Monday, May 03, 2010

Software for Simulation and Learning

Software is usually written for effect. We want it to do something for us. But there is another way to look at software. A program becomes a kind of rather dry textbook on its subject, with the extra benefit of being runnable. When writing this "textbook" we need to learn a lot about the domain of the system, sometimes deeper and more precisely than even experts in the field need to. They can often get away with handwaving but there is no way to wave your hands at a computer. Well, you can wave them all you like but it won't do you any good.

Once you've figured the domain out, the knowledge has been made explicit in code for others to read. Many intellectual fields stop there, with a textual description. A textbook. The magic of programming is that the program can also run. You can play with it, study its behavior, write unit tests illuminating standard and special cases. The program is not only a formal description, it is also a simulation, a runnable model of some domain, a toy universe. This duality is a very powerful and unusual teaching tool.

Gerald Sussman, of Scheme fame, has expressed this much more eloquently than I can in his lecture "Why programming is a good medium for expressing poorly understood and sloppily formulated ideas"(unfortunately only available to ACM members).
I had the good fortune to see Professor Sussman deliver the lecture at OOPSLA 2005.
Sussman borrowed the title from a 1960s Marvin Minsky paper. The idea is that a poorly understood and sloppily formulated domain will become illuminated and stringently formulated by expressing it in code. A domain that already is well understood and can be expressed formally is also best described and taught in the form of software. Sussman has actually co-written two works incorporating these ideas: "The Structure and Interpretation of ComputerPrograms" which contains software simulations of digital electronics and a register machine (a simple model of a computer), and more explicitly in "The Structure and Interpretation of Classical Mechanics", which is about advanced mechanics.
There are signs that this idea is spreading: the SEC is apparently considering expresing its regulations as Python code in the future.

All programmers have heard that code is read many more times than it is modified, that you should code for humans, not for the compiler, etc. This advice is given with the intention of making programs maintainable, not with the idea that software is an important knowledge repository and teaching tool in itself. In fact, it is often the ONLY authoritative description of an organization's business rules for instance, because what is in the software is what is actually executed. The only people who really understand a modern business in detail may be the programmers, who quite often are contractors on another continent. They are the only ones exposed to the learning opportunity that the duality of formal description languages and executability provides.

The world is not just about business, there's also conspiracy
theories! :)
I think a few of the more bizarre ones could be laid to rest if a detailed open source multi-simulation of an Apollo moon landing was available.
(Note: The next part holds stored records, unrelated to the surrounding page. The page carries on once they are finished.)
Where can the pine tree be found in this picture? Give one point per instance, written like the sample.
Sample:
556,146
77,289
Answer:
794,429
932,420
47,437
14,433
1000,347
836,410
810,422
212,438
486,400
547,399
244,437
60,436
There are fields where simulation and modelling via software has been embraced wholeheartedly: Economics and Climatology.
Unfortunately they are as "poorly understood" as it gets.
The systems they study are vast, complex, full of feedback loops and work on time scales of years and somtimes decades.
Expressing a poorly understood idea formally can give the model an appearance of precision it does not deserve. "There's no sense being exact about something if you don't even know what you're talking about", as John von Neumann supposedly said.
It is so bad that even practitioners in these fields can't distinguish
between model and reality. People talk about efficient markets as though they really exist and regard Modern Portfolio Theory as prescriptive, not as a model dependent on certain assumptions. Extrapolated data from climate models are used to decide the future of the world. On a smaller scale, over-reliance on models caused problems when the volcanic eruptions in Iceland in early 2010 led to most of Europe's airspace being shut down... not based on actual measurements of dust in the atmosphere but on models predicting how the dust should spread. When KLM and Lufthansa actually performed test flights in supposedly particle-fileld areas there was no problem.

For a software model of a domain to be useful it must be testable against some kind of reality. When the domain is digital electronics or classical mechanics this is done by experiments. In a business environment it is achieved by constantly talking to experts and users, and demoing to them. As for climate, we'll just have to wait a few hundred years.

In order to build a Sussmanesque executable encyclopedia of computable knowledge I believe it would be a good idea to look to an existing successful encyclopedia: Wikipedia. Coincidentally, Jimmy Wales also gave a talk at OOPSLA 2005. Open source backed by a strong community, representing many views, insisting on verifiability is the way to go.